[Gambas-user] Distribution of custom shared libraries

Cedron Dawg cedron at exede.net
Sat Feb 23 15:46:48 CET 2019


[...snip...]

I didn't realise that you were talking about shipping a shared library with
your project. That changes matters substantially in that architecture does
make a difference. I've never done anything like that and it seems like the
IDE dialogs do not provide means for compiling C sources into shared objects
before packaging -- or cross-compiling options for that matter.

There might be ways to do it, but the most clean solution is a native
component, which is Gambas' term for gb.* components which are written
in C and directly connect the interpreter to some C-level interface.
These are not as easy to write as a C program or a Gambas component and
they have to be included in the Gambas source tree.

As I said, I have such a half-baked component on my computer (apparently
from 2015!). Maybe we should exchange ideas and turn your and my component
into something that can be included in the Gambas source tree.
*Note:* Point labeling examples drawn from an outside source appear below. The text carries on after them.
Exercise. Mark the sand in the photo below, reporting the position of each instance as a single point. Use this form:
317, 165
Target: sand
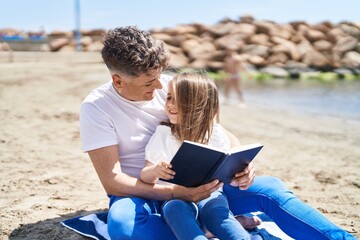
46, 178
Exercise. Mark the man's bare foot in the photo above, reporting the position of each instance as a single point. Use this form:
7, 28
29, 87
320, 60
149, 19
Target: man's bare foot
248, 223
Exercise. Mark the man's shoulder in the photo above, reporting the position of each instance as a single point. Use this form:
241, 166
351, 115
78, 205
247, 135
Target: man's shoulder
98, 93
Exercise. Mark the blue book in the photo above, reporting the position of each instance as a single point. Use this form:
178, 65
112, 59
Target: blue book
196, 164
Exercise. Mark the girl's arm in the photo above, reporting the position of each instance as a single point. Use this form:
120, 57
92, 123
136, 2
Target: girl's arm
152, 172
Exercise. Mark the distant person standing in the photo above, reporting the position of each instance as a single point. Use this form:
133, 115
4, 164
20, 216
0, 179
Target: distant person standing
233, 66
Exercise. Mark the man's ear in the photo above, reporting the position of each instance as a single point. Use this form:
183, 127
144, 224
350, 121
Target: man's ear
117, 81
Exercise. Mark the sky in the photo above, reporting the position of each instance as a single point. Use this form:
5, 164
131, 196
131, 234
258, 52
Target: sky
59, 15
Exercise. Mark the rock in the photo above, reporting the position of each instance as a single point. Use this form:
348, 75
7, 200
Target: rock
323, 46
345, 44
234, 41
257, 50
276, 72
351, 59
316, 59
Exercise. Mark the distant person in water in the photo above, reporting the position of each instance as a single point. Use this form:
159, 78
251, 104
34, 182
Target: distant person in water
233, 66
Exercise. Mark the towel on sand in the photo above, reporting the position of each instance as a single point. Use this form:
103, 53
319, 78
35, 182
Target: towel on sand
95, 226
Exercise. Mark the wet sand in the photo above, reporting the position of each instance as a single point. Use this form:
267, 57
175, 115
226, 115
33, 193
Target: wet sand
45, 177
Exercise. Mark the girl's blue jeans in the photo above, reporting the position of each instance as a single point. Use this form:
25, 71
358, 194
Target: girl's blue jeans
136, 218
211, 213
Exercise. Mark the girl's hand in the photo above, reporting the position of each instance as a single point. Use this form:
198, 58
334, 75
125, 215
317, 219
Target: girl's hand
245, 178
163, 170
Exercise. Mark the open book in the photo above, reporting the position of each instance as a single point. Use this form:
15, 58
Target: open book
196, 164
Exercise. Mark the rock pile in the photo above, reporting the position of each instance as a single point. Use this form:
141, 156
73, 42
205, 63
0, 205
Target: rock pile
292, 46
296, 45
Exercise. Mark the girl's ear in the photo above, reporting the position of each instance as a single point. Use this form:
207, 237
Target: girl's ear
117, 81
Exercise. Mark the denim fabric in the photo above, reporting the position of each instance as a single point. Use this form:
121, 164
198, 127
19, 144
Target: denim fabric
296, 218
135, 218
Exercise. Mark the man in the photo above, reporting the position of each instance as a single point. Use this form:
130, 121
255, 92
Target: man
116, 121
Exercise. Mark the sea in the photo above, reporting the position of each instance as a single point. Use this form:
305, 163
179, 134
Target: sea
339, 98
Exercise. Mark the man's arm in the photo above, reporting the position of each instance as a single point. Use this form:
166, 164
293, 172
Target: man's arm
245, 178
152, 172
106, 163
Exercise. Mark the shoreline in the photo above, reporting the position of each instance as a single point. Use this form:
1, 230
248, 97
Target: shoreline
45, 177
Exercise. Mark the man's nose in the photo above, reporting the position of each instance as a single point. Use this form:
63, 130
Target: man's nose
157, 84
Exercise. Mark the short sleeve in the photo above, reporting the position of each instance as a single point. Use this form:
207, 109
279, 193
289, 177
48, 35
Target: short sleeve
96, 128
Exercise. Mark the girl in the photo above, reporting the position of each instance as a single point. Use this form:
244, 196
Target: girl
192, 106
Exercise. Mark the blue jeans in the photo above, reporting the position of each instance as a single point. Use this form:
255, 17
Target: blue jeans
213, 214
136, 218
294, 217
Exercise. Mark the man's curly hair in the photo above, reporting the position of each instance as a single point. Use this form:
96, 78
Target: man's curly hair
131, 51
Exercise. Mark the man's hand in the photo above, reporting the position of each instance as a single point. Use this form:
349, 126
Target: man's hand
195, 194
163, 170
245, 178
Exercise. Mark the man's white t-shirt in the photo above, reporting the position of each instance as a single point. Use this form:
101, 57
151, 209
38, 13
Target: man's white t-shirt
108, 119
163, 145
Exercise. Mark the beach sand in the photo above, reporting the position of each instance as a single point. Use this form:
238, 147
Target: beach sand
46, 178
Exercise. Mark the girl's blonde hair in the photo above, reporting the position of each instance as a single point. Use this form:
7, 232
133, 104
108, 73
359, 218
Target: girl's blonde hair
197, 102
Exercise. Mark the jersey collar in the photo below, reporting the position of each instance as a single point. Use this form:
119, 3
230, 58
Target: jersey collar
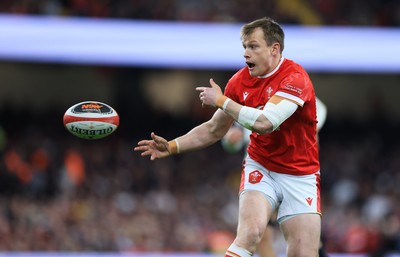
272, 72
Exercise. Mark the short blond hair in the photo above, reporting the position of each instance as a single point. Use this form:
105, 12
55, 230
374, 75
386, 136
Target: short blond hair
273, 32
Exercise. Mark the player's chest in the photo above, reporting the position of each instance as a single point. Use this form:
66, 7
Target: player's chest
259, 93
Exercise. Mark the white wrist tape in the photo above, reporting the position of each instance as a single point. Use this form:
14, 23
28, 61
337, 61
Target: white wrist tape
248, 116
278, 113
225, 103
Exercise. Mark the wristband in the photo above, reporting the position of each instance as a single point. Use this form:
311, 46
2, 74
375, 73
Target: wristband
221, 101
225, 104
173, 146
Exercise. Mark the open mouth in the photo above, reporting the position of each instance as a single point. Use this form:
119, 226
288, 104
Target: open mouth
250, 65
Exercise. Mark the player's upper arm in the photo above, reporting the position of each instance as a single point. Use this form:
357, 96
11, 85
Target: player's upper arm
219, 124
278, 109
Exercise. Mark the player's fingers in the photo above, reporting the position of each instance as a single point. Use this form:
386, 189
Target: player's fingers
201, 88
158, 139
213, 84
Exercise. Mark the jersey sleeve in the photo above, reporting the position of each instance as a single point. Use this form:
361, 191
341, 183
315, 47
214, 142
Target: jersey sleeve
231, 86
295, 87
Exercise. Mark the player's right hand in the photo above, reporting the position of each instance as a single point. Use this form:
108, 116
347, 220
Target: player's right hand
156, 148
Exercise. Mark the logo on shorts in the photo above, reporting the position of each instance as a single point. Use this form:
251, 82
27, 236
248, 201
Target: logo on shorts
255, 177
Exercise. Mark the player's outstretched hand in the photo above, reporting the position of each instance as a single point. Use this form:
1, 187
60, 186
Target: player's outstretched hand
210, 95
157, 147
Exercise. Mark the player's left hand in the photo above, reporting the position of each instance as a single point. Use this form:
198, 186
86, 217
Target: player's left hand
156, 148
209, 95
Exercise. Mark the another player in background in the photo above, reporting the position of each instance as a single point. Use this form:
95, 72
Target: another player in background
238, 138
274, 97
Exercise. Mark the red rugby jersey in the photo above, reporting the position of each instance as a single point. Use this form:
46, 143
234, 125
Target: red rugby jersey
292, 148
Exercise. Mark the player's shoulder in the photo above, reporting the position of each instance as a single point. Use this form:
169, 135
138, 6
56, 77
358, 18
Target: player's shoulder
291, 66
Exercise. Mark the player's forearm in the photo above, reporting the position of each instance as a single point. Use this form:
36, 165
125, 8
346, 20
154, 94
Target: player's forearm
254, 120
198, 138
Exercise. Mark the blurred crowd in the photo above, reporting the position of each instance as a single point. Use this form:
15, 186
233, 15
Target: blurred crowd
63, 193
58, 192
308, 12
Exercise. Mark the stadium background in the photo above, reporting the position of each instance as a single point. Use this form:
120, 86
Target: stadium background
62, 194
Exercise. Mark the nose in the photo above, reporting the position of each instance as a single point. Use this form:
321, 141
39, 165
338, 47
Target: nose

From that
point on, Linux distributions will take care of architecture dependency
when putting Gambas into their repositories. It will also free you from
worrying about receiving Structs from Extern functions. Native components
have a nicer way of making C-level data structures available to Gambas
programs.

I'm taking a look at your C file.

Regards,
Tobi

-- 
"There's an old saying: Don't change anything... ever!" -- Mr. Monk

===================================================================

I was half expecting to wake up this morning to find that gp.GamePad has been added to the latest release.  ;-)

Feel free to incorporate whatever you want.  You made me go back and look:  My original GamePad test program, from where I got the guts of the library, was done in the Fall of 2014.

I think having a gp.GamePad (or gp.GameDevice, or gp.JoystickDevice, or whatever) would make programming a lot more attractive to the young gamer crowd.  The game I wrote (still thinking of a good name for it) is meant to be a good starter template for beginning programmers to develop their own games.  I'm not a gamer at all, but I thought it was a good project for me to evaluate Gambas' capabilities.  The ease of interfacing to C code is a huge plus for me.

As to the original question, it would be really nice if there were a built in method through the IDE for .c shared libraries.  I would suggest that they get their own category and every library would have to be submitted with a Gambas demo program which shows how the functions are to be used.  Seeing as I only have a vague understanding of the whole packaging process, I haven't a clue how it should be done properly.

Finally, a note of caution about using the "#pragma pack(1)" directive, for those who may not know.  The reason the compiler pads a struct is to align multibyte values on appropriate addresses.  A two byte value should be aligned to even addresses, a four byte value to multiple of four addresses, and so on.  When you don't, the CPU has to do two memory fetches to get the value instead of one.  Unfortunately, on some architectures, it won't even work and you get a fault.  The lesson is if you use the pragma directive, and you are designing the struct, make sure those alignment rules are followed.

Thanks for looking at my code, I hope you like it.